I ask because concantenated JSON seems a little silly to me. If you want pretty-printed JSON and you use a streaming JSON parser, why not just stream a big JSON list (you shouldn't need a new format at all)

timbunce commented 10 years ago

Applications isn't a good title for that section. Got a better suggestion?

why not just stream a big JSON list

(By 'list' I assume you don't mean wrapping the objects in a JSON array [ ... ].)

Concatenated JSON isn't a new format. It's just giving a name to streaming JSON without any delimiter at all:

$ echo '{"some":"thing\n"}[42]{"may":{"include":"nested","objects":["and","arrays"]}}' | jq .
{
  "some": "thing\n"
}
[
  42
]
{
  "may": {
    "include": "nested",
    "objects": [
      "and",
      "arrays"
    ]
  }
}

Does that clarify it?

wardi commented 10 years ago

Yes, I mean wrapping the objects in a JSON array. Can a streaming JSON parser not give you one element at a time?

timbunce commented 10 years ago

I've changed Applications to Applications and Tools.

The need for the artificial [ at the start is a problem. Imagine a publish-subscribe model such as ZeroMQ there's no simple way to add the artificial [ on connection. The JSON objects will simply start streaming in.

A good streaming JSON parser ought to be able to handle concatenated JSON, or be tricked into it by resetting the parser state when each top-level object is completed.

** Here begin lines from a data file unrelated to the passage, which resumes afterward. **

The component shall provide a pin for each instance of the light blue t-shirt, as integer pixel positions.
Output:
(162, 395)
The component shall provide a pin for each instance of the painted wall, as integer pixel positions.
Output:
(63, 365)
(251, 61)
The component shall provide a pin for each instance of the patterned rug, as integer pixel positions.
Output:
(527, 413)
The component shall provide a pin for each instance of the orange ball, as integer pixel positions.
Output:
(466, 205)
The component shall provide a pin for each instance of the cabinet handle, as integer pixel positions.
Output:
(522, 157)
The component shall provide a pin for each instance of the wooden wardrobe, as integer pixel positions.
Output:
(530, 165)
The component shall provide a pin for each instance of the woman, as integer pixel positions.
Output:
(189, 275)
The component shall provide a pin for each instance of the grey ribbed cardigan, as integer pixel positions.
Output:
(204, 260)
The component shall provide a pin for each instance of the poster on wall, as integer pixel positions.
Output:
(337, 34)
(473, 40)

wardi commented 10 years ago

So to me feels like a hack that's specific to certain json encoders/parsers. If you can't figure out the framing without parsing the content, it's not really framing.

wardi commented 10 years ago

Also if we're talking about streaming why do we care about having something pretty-printed? That can be handled on the receiving end if someone is interested.

If we're talking about a format suitable for editing, it needs to be a complete file anyway, so a big JSON array seems to fit better.

timbunce commented 10 years ago

The stream maybe already pretty-printed and out of the readers control. The wikipedia page is simply aiming to explain the two main forms of JSON Streaming. Is there anything you'd like to see added or changed?

wardi commented 10 years ago

@timbunce yeah, just some real world examples of people using the pretty-printed form. To me pretty-printed concatenated json seems like a really hard format to deal with.

timbunce commented 10 years ago

I don't think people would choose to use that form for data processing if they have a choice. I've dealt with cases where I've a pile of files with pretty-printed json in each. Being able to just cat *.json | jq ... is great. And cat *.json | jq -c . is sufficient to turn the json back into 'jsonlines' form.